Kinderhook Industries has held a final closing of its sixth private equity investment fund, Kinderhook Capital Fund VI LP (along with a parallel fund, together “Fund VI”), at its hard cap with $1 billion of limited partner commitments. The new fund was oversubscribed and is the largest fund ever raised by Kinderhook.

Limited partners in the new fund include domestic and international endowments, foundations, family offices, pensions and other financial institutions. An additional $111 million of capital was committed by the general partner, operating partners and affiliates of Kinderhook.

“We received tremendous support from our longtime limited partners who have been investing with Kinderhook for over a decade and from new limited partners who embraced Kinderhook’s strategy,” said Rob Michalik, a managing director of Kinderhook. “We are very grateful for the conviction and support from the limited partner community. In particular, we would like to thank our extensive operating partner network that not only manages and supports our portfolio companies, but also made a significant capital commitment to Fund VI. Our ability to raise Fund VI is a true testament to the strength of our team, the consistency of our investment strategy and our successful track record.”

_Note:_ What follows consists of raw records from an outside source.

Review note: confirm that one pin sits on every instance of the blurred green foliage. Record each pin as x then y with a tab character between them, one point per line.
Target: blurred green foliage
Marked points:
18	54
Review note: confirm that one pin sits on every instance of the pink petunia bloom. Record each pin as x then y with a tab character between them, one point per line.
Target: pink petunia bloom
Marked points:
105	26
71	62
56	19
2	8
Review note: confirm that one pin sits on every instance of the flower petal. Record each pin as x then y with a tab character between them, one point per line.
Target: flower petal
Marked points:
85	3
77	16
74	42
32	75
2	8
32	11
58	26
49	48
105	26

Kinderhook makes control investments in companies with transaction values of $25 million to $150 million in which the firm can achieve financial, operational and growth improvements. The firm makes investments in non-core divisions of public companies, management buyouts of entrepreneurial-owned businesses, troubled situations, and existing small-capitalization companies lacking institutional support.

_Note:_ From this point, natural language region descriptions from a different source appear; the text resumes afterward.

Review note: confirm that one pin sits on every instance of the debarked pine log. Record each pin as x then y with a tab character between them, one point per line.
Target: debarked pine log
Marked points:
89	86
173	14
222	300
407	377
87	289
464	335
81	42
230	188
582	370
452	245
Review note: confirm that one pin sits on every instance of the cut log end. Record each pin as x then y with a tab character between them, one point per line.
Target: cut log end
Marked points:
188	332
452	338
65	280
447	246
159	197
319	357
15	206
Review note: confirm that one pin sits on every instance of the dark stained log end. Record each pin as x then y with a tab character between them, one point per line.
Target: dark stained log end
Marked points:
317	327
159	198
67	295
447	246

“Kinderhook remains focused on the same disciplined, replicable and value-oriented approach to investing in the lower middle market; targeting the healthcare services, environmental and business services, and automotive and light manufacturing verticals. Fund VI will employ the same investment philosophy and management-focused strategy that has been the cornerstone of the firm’s success,” said Tom Tuttle, a managing director at Kinderhook.

Kinderhook was an active investor in 2019. The firm’s most recent platform investments include PharMedQuest, a Brea, California-headquartered pharmacy management company that operates 28 pharmacies across California and, under the Avita and Longs brands, operates more than 30 pharmacies in the Southeast (acquired in December 2019); Copperweld Bimetallics, the world’s largest manufacturer of bimetallic conductors and the only domestic producer of copper-clad steel and copper-clad aluminum wire. Copperweld is headquartered in Fayetteville, Tennessee (acquired in October 2019); and Capital Waste Services, a Columbia, South Carolina-headquartered regional provider of solid waste hauling services for residential, commercial and industrial waste generators (acquired in August 2019).

“We are excited to continue to invest in the lower middle market on behalf of our expanded investor base and continue our success in building dominant companies in market niches,” said Chris Michalik, a managing director at Kinderhook. “Consolidation has played an important part in our success; across our 58 portfolio companies, we have completed 169 follow-on investments. Once built, these companies have proven to be attractive targets to strategic buyers, with 26 of our 34 realizations sold to strategics.”

Evercore Group was the placement agent on this fundraise and Kirkland & Ellis provided legal services.

Kinderhook was founded in 2003 and is headquartered in New York City.